Decision fatigue is a real thing. I discovered this poignantly on a recent shopping trip. The mission was simple: Buy a spice rack. I figured the best shot was at Bed Bath Beyond (BBB); a store I had not entered in over a year, much less at the holidays. I had a specific size and type in mind, so there was no doubt BBB would provide all the choices I needed. Little did I know that trip would be the beginning of the end of my day’s productivity.
Upon entering, I scanned quickly, bypassing a cart to stay focused on the single item I wanted. Smugly, I glided past the holiday specials to the kitchen department. Lo and behold, there were spice racks. And all kinds of other racks. An embarrassment of choices.
Because I like choices (or thought I did until this day), before long, I was nose to nose with shelves and shelves of plastic, rubber, wood, aluminum, and chrome gadgets, and doodads for kitchen storage problems I didn’t even know I had. It was an assault on my single-mindedness. More than once, something other than a spice rack caught my eye. At first, I had the mental wherewithal to ignore them.
Decision Fatigue Begins
As the minutes wore on, my brain was presented with dozens of items for which a decision had to be made. Does it look like what I came for? If yes, is it the right size and type? If no, move to next item. As this process continued, some strangely gleeful part of my brain, a la Martha Stewart, said, “It’s not the spice rack, but….is it something I COULD use? Hmmmm…it looks very handy. And sleek, too! After all….maybe it could make even more room in the cabinet?” The cabinet, of course, had nothing to do with the spice rack.
“STOP IT,” another Jean-Chatzky-part of my brain, said. “You are here to get the spice rack. Move on.”
Next doodad. Does this look like the spice rack? No, not quite. Yet, the label showed the entire matching doodad set in a fantasy-organized kitchen. Then that Martha Stewart voice again, “Oh, wouldn’t it be cool if my whole kitchen looked like this doodad’s label?”
“STOP IT,” Jean intervened. “You would have to buy every doodad like it in here, which is a) exactly what you did not come here to do and b) doesn’t even include a spice rack. Next item!”
And so it went….back and forth over a dozen items for fifteen minutes. My mental wherewithal was waning.
Finally, I found exactly what I was looking for and grabbed it.
Decision Fatigue Leads to Aimless Shopping
By then, Martha and Jean had gone 144 rounds. I felt drained. So why did I feel like, oh, taking a look around? Just to see if there was something I couldn’t live without? I got to the bath side and wondered what got into me.
To check out, I had to walk the gauntlet of holiday specials again. I actually pondered chocolates. That’s how beaten-down my willpower was.
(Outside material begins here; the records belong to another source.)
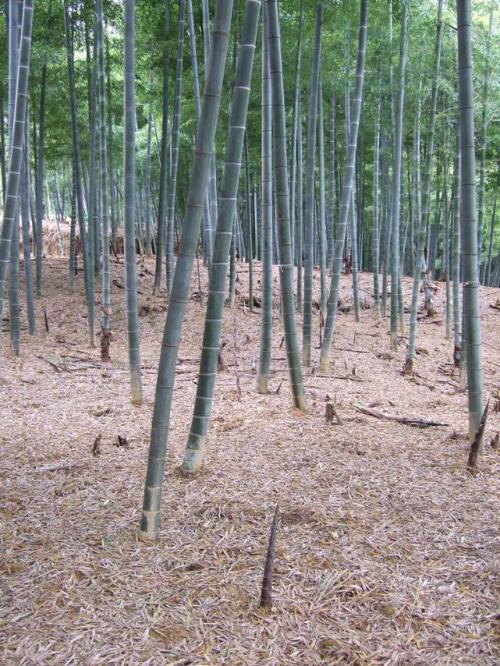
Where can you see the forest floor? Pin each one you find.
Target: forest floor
(388, 550)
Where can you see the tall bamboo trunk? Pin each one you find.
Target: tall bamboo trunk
(396, 181)
(347, 184)
(376, 207)
(283, 204)
(468, 219)
(267, 223)
(129, 205)
(312, 116)
(422, 222)
(215, 305)
(162, 197)
(16, 147)
(169, 254)
(179, 296)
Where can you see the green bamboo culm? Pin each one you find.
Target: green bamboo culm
(266, 322)
(376, 207)
(162, 195)
(468, 218)
(169, 252)
(396, 181)
(283, 204)
(347, 185)
(103, 184)
(77, 166)
(25, 217)
(129, 193)
(14, 309)
(322, 208)
(150, 521)
(312, 119)
(92, 193)
(424, 207)
(227, 206)
(16, 145)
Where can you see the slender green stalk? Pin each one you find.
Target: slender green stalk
(490, 243)
(72, 233)
(179, 296)
(396, 180)
(77, 162)
(347, 184)
(332, 212)
(296, 121)
(483, 138)
(322, 208)
(283, 204)
(215, 306)
(147, 185)
(25, 212)
(7, 235)
(92, 202)
(422, 221)
(312, 118)
(266, 321)
(162, 198)
(129, 205)
(248, 219)
(300, 205)
(455, 262)
(376, 208)
(14, 309)
(103, 183)
(39, 180)
(169, 254)
(472, 328)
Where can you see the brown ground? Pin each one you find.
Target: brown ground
(387, 551)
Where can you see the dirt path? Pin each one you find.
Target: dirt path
(387, 553)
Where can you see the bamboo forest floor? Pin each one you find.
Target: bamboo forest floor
(387, 551)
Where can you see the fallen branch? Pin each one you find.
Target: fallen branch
(266, 595)
(56, 467)
(417, 423)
When I left the store only $8.35 poorer, I felt like Rocky – beat up, but victorious.
I needed a nap.
Emptying the Decisionmaking Fuel Tank
Dr. Moira Somers, a decision fatigue expert, talks about the mental energy required to make decisions, particularly ones avoiding temptation. It seems we wake up each day with a finite amount of mental decisionmaking energy, like a full tank of fuel. After exhausting our tank, it’s free-for-all shopping, chocolate, smoking, sleeping, nagging, drinking, or whatever your personal favorite fallback behavior happens to be. That devilish irrational voice, (“it’s ok to have it this time” “I won’t do it again” “I can make it up later”) is most powerful when we’re depleted.
To make it more challenging, now we have online shopping. Savvy retailers are perfecting the presentation of temptations on our phones as well as they do in stores. It’s devilishly easy (and I confess, enjoyable) to click and shop.
Finally, stress of any kind (had a little bit of that the last 2 years?) burns fuel in the tank too. When we worry, we erode the ability to resist spontaneous decisions we later regret.
How To Keep the Tank Full
Some solutions? Plenty of sleep. Meditation and mindfulness. Frequent rest breaks. Having someone with whom you can share your struggles.
Also, put fewer decisions into every day by asking whether they can be:
- eliminated or
- date-activated (meaning putting it on the calendar so it doesn’t take up space in your head).